I also considered how terrible it would be for Doukhobors — for me — if the extremist Sons of Freedom were terrorizing in today’s climate. Worse still if we weren’t white and with Christian roots.
“IS THAT an Indian Reservation?” Andrea asked, pointing across the Kettle River to a tiny village of clapboard shacks and mobile homes.
We were 13km east of Grand Forks, an hour from my hometown.
“No, it’s called Gilpin,’ I said. “It’s a Sons of Freedom settlement. My dad lived there as a boy.”
I decided to share some personal history with my passenger.
I told her that when I was a boy my dad took me to Gilpin. He hadn’t been there in decades. I remembered a pot-holed dirt road running through the village, shanty homes on either side, the occasional babushka stooped over tending a garden, old rusting cars being swallowed by wild grass.
My dad recounted the time police stopped his father there, en route to join a Sons of Freedom protest march. For nothing more than that he was arrested on the spot and shipped off to prison for three years. His mother divorced his father and moved to Vancouver. He and his sister were left in the care of relatives.
After falling in love and marrying my mother, having my two older brothers, and seeing his father incarcerated, the Freedomites’ fanatical beliefs became unacceptable to my dad and he completely abandoned their cause.
Before leaving Gilpin he took me to a rustic house perched on the edge of the riverbank. Greeting us with hugs at the door was a lady with long blonde braids.
Her home was sparsely furnished.
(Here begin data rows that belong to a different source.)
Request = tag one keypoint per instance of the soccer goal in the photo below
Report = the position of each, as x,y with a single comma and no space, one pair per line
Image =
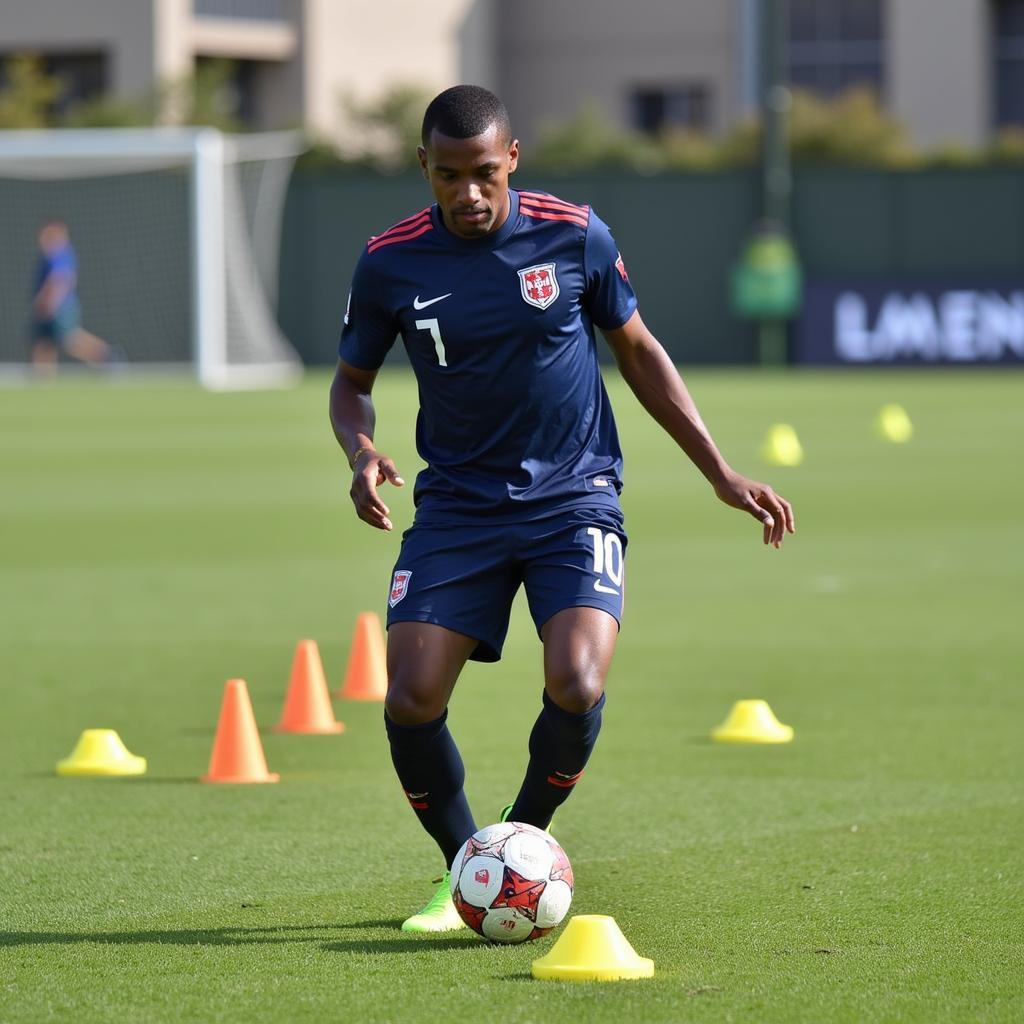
176,232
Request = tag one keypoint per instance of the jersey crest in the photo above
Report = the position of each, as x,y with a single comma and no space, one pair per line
539,285
399,586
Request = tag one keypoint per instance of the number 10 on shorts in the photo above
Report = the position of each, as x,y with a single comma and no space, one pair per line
607,559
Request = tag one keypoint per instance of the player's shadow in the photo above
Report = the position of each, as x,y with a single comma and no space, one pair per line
272,935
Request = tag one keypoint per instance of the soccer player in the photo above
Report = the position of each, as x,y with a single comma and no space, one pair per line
56,323
496,294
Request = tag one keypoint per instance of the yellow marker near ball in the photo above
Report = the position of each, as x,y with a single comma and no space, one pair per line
781,446
592,948
894,425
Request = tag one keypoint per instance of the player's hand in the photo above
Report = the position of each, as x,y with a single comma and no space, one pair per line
370,471
771,510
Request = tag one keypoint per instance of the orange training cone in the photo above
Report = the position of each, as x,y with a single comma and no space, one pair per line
238,754
366,677
307,705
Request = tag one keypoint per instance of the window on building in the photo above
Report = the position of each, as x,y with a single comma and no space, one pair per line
835,44
658,108
237,92
1009,53
82,76
266,10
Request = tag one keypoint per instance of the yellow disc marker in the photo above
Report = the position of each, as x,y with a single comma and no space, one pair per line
100,752
752,722
781,446
894,425
592,948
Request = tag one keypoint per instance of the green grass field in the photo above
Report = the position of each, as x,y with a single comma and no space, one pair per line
157,540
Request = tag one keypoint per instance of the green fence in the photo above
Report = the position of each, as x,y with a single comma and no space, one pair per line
679,236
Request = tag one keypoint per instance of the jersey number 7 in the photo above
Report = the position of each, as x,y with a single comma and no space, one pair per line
435,332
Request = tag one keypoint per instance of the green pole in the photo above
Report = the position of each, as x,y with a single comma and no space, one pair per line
776,176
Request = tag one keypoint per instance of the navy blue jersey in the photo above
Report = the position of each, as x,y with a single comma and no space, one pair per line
514,421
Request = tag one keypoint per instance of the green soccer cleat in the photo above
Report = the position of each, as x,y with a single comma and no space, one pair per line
439,914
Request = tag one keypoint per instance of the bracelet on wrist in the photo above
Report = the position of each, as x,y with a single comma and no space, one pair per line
360,452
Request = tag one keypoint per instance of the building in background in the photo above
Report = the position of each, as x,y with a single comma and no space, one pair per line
952,70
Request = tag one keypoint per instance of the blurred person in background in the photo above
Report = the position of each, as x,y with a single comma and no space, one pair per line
56,324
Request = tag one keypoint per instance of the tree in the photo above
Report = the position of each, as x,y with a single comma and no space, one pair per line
28,98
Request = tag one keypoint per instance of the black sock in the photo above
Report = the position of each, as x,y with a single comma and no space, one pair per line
559,748
432,774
She added a log to her wood-burning stove, then served us kvass — cold cucumber soup. I hesitated at first then asked in Russian if she was one of the people that set houses on fire. My father scolded me. She chuckled, though. “Nyet, no,” she said, stroking my head.
AFTER A seven hour drive I’d arrived at my family home in Brilliant, at the foot of Mount Sentinel on the outskirts of Castlegar. Following an enjoyable, fattening dinner of creamy, vegetarian Doukhobor borscht and perogies slathered in butter, I told my mom I changed my mind, that I’d stay a while. I asked her if it wasn’t too late to get a ticket for Festival.
Post-script: Gradually the Sons of Freedom’s acts of protest and terrorism died out. The last reported incident occurred in 2001 when then 81-year-old Mary Braun was convicted of arson for attempting to burn down a school building. Bad blood generated for over 50 years between the Sons of Freedom and the rest of the Doukhobor clan has largely been put to rest. In 2004, Sons of Freedom who, as children, had been imprisoned for their parent’s beliefs and actions, sought a formal apology from the BC government. They received a ‘statement of regret’ instead. Today there are an estimated 75,000 people of Doukhobor heritage living in Canada, the US, Russia, and the southern Caucasus region (12,000 Doukhobors in 1899 chose not to emigrate on the condition they would accept military conscription).